“我不是他的弟子。”柏灵淡淡答道。
她忽然觉得这句话有些耳熟——也不知道刚才兰芷君说“我不是他的朋友”是否也有类似的心情。
但他们这都是什么毛病,不下棋就不能好好说话了么……喝茶也行吧?
柏灵沉眸望着棋盘。
方才兰芷君自己说,他已经半个多月没有给衡原君回复,而眼下,下一步正是轮到白棋落子,可见在与衡原君的对弈中,兰芷君执白,衡原君执黑。

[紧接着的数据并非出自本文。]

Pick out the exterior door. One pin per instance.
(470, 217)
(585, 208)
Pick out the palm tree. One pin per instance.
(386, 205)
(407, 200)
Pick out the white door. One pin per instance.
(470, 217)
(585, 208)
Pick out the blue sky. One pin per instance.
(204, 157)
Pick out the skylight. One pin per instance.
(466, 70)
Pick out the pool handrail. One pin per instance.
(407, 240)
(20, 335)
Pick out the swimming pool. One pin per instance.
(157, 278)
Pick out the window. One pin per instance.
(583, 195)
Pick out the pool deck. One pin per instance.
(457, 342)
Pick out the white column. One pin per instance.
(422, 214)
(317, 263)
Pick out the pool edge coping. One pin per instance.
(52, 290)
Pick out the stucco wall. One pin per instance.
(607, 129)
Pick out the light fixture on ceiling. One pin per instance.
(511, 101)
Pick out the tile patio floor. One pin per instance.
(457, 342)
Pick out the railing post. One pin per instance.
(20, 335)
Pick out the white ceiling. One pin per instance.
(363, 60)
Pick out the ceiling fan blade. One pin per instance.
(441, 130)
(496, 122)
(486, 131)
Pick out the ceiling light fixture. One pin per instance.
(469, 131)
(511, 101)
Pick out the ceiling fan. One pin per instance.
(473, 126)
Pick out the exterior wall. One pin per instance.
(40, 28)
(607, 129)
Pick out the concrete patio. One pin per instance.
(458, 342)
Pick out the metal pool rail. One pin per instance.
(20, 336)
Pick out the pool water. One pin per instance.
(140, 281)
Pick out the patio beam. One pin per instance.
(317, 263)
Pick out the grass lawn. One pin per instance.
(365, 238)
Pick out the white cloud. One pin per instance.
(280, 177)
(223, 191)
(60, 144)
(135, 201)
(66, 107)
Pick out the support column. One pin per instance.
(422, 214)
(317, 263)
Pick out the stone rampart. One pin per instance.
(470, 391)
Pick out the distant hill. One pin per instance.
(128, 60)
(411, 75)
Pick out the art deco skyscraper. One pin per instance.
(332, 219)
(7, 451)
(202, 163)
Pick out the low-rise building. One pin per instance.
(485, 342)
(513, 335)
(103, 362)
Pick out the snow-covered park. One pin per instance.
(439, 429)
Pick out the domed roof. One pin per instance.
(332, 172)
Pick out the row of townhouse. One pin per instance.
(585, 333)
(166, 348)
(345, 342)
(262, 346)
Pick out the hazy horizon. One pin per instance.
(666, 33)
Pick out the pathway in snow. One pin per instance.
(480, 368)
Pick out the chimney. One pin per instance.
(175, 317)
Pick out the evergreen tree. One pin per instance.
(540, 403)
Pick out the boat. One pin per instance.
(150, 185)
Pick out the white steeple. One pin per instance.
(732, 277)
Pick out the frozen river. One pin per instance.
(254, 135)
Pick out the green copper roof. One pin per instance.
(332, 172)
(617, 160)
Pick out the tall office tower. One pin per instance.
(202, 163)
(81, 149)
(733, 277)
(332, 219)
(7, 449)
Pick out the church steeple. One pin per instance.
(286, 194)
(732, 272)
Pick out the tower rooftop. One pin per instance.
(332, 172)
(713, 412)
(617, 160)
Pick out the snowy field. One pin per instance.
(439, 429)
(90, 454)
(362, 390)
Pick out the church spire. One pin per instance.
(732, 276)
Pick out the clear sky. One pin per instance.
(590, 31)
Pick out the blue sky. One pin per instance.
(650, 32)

但此刻,对面兰芷君执的是黑棋,放在柏灵手边的,才是白棋。
柏灵的眼睛微微眯了一些。
她记得,金阁里的棋盘上,白子已经退无可退。
或许,兰芷君自己已经在棋盘上推衍了无数次,想象了无数次,而每一次都像金阁里的情形一样,被黑子杀了个片甲不留。
“为什么不执子。”兰芷君问道。
柏灵略略颦眉,表情肃然,“这是你和衡原君的棋局……我接着下,不合适吧。”
“哪里不合适?”兰芷君问道。
柏灵垂眸,“兰芷君是想看看我能否破局吗?”
见兰芷君没有说话,柏灵又接着说了下去,“以我的棋艺,恐怕还远远做不到这一步,毕竟……我至今没有赢过他。”
柏灵抬头补充道,“一次也没有。”
“他的布局确实很高明。”兰芷君轻声道,“越是琢磨,越觉得玄妙……这一局我已经打算投子了,只是近日事情颇多,还没有派人去沁园送信。我不指望你破局,这一局棋我复盘了很多次,在开局的时候我就已经落了下乘而不自知,你也……不必有什么负担。”
兰芷君看了看柏灵,“只是想让你看一看罢了。”
柏灵两手掌心贴膝,屏气凝神地看着眼前的五年弈局。
至少有一件事,她和兰芷君的感觉是一样的。当四下昏暗,只有些微烛火的时候,她的精神会比在白亮的日间更加容易集中。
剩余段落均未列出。